Not for a moment, it’s been suggested that all Indian men rape, or that only Indian men rape, or that Indian men rape more or less than others, or even that only men rape.
Some Indian men, however, are, undoubtedly, perpetrators of sexual violence of varying degrees and contributors to the rape pandemic in the country. It is the motives of these men, and the ethnographic paradigms that allow them to thrive, that we are seeking to uncover.
There are many Indias: the term ‘Indian’ as a collective identity more than a specifically national one while being cognisant of its non-monolithic and non-homogenous character. If one agrees that societal paradigms are different across the world and that emotions and actions are culturally situated, it stands to reason, then, that ‘rape culture’, as it applies to India, is different from the way it applies elsewhere in the world.
While referencing global knowledge of masculinity and rape, it is important to narrow the field and contextualize the subject to investigate it deeply in a nuanced and relevant way.
Sample these ‘reasons’ and ‘solutions’:
Boys are boys, they make mistakes.”— Mulayam Singh Yadav, SP Patriarch.

The victim is as guilty as her rapists.
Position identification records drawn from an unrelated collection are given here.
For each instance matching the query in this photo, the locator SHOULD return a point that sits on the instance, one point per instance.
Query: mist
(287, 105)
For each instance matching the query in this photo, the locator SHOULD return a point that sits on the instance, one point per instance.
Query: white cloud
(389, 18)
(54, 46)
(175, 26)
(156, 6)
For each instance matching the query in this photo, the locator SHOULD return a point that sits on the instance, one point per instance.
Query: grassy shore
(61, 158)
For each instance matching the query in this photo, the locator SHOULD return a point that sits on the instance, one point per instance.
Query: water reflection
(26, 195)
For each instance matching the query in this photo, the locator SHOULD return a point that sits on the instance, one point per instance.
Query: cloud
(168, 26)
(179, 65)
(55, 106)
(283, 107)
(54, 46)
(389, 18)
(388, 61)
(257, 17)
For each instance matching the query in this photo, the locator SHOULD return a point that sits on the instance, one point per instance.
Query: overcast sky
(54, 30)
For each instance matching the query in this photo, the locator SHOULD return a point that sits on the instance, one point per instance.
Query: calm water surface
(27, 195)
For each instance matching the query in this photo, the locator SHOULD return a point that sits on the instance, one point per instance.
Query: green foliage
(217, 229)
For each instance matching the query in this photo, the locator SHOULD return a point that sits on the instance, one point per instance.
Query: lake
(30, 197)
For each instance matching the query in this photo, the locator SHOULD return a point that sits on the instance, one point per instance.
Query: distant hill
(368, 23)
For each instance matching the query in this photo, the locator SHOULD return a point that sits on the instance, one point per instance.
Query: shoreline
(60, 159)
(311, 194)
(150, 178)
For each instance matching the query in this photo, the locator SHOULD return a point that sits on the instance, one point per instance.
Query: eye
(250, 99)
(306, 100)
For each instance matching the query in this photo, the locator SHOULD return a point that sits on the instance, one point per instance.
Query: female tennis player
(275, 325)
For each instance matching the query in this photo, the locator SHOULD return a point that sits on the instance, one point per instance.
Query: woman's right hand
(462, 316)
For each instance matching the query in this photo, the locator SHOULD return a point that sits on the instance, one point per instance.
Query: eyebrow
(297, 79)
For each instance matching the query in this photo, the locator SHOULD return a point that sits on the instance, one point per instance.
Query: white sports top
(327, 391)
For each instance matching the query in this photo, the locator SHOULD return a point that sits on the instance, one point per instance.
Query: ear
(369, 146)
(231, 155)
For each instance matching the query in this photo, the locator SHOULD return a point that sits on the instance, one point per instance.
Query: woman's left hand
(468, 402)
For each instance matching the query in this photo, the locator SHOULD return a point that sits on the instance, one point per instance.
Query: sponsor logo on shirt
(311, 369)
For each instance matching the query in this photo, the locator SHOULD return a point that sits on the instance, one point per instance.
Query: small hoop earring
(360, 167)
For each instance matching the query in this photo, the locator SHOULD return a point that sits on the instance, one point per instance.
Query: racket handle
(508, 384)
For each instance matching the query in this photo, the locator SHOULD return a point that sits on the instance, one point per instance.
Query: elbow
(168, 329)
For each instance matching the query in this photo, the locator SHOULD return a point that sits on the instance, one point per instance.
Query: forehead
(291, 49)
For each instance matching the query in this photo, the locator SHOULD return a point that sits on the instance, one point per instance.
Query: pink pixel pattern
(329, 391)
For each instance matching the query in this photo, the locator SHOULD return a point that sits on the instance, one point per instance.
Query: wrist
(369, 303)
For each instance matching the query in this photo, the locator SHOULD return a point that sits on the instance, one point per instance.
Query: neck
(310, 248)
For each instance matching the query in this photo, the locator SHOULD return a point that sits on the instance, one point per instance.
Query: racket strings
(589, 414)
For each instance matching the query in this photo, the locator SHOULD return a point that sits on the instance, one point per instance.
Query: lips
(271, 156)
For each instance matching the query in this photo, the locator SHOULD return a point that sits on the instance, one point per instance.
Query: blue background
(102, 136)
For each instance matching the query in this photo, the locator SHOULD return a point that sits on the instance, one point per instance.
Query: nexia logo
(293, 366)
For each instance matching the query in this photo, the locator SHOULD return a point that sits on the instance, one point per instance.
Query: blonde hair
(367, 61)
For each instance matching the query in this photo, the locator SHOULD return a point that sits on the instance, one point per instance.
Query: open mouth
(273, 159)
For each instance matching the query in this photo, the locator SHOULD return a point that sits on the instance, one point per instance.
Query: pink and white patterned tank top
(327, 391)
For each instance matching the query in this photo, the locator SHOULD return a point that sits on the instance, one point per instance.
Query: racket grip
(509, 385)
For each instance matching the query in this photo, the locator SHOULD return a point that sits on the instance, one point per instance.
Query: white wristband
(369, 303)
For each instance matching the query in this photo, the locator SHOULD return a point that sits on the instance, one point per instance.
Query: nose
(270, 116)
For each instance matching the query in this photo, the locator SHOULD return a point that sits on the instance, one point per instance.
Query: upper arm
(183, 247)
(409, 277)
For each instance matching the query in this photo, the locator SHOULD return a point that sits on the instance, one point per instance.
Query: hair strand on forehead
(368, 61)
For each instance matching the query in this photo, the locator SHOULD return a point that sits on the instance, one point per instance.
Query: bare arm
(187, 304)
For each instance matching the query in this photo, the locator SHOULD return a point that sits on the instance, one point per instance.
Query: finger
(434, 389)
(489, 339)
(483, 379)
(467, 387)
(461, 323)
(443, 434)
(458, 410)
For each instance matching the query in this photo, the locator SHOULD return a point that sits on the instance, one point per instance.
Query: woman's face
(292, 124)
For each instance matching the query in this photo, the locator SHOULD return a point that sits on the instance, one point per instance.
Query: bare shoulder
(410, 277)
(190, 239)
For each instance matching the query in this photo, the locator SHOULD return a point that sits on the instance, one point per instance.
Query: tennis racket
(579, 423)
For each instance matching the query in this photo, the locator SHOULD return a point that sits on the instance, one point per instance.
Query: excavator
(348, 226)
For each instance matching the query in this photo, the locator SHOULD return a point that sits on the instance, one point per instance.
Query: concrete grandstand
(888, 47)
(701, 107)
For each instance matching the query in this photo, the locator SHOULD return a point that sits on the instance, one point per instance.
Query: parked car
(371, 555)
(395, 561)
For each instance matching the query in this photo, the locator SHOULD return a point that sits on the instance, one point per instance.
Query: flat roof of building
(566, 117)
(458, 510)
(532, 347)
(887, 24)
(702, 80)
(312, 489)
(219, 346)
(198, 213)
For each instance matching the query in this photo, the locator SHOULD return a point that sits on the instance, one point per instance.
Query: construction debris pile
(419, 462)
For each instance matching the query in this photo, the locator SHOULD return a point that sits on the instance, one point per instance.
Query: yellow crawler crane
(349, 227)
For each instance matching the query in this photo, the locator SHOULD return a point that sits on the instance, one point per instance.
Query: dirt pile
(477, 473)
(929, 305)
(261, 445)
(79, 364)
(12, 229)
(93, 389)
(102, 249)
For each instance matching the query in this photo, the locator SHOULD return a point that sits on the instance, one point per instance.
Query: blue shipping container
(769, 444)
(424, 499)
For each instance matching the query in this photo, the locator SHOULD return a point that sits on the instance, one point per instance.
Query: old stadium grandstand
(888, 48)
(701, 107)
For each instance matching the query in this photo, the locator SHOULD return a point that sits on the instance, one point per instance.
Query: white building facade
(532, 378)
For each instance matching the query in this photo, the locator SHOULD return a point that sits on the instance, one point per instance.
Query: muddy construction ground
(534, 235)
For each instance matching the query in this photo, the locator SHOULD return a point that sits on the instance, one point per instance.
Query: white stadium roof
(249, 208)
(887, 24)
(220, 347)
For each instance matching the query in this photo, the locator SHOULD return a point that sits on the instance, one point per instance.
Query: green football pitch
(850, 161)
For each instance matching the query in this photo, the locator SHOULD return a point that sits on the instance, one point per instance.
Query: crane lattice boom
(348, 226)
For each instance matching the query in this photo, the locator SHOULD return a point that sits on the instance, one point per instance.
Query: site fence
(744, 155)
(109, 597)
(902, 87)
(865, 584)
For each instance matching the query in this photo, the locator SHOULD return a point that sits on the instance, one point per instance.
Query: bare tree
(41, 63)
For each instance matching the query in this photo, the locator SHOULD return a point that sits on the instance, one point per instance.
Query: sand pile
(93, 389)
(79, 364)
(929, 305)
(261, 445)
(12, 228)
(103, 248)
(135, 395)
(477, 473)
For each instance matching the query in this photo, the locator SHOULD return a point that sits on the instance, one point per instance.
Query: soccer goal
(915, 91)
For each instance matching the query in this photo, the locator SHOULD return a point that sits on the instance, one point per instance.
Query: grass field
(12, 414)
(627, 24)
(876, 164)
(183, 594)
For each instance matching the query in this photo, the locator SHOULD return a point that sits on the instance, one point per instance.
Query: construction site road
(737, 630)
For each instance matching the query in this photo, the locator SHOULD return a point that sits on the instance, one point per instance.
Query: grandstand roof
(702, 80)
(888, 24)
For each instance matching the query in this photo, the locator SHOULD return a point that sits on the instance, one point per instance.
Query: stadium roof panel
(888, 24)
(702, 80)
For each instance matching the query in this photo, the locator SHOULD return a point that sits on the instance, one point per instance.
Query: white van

She should have called the culprits brothers and begged before them to stop.”—Asaram Bapu, ‘spiritual’ leader and alleged rapist.

Chowmein leads to hormonal imbalance evoking an urge to indulge in such acts.”
—Jitender Chhatar, a local leader from the infamous ‘khap panchayats’.

We seek a critical analysis of the reasons as they apply to the Indian subcontinent—beyond the painfully absurd, like “chowmein”; beyond the blame of the woman and her clothes; and also beyond the staple “because they can”, “for sex” or “because, power”.

Studying hundreds of textual sources like books, articles, studies, theories and historical records apart, several quantitative and qualitative research methodologies will be adopted to understand and analyze Indian gender norms.

“We will conduct carefully designed surveys, studies, and interviews of a weighted percentage of people across the country. We also have a long list of experts, survivors and perpetrators to interview, and case studies to peruse…. All this, before the phases of evaluation, synthesis and critical reflection, and even putting pen to paper,” said Kaushal.
This extensive research will contribute deep insights to the discourse on the sexual violence and rape in India—brought to the forefront since the infamous ‘Nirbhaya’ gang rape of 2012—as a step towards providing solutions to the problem.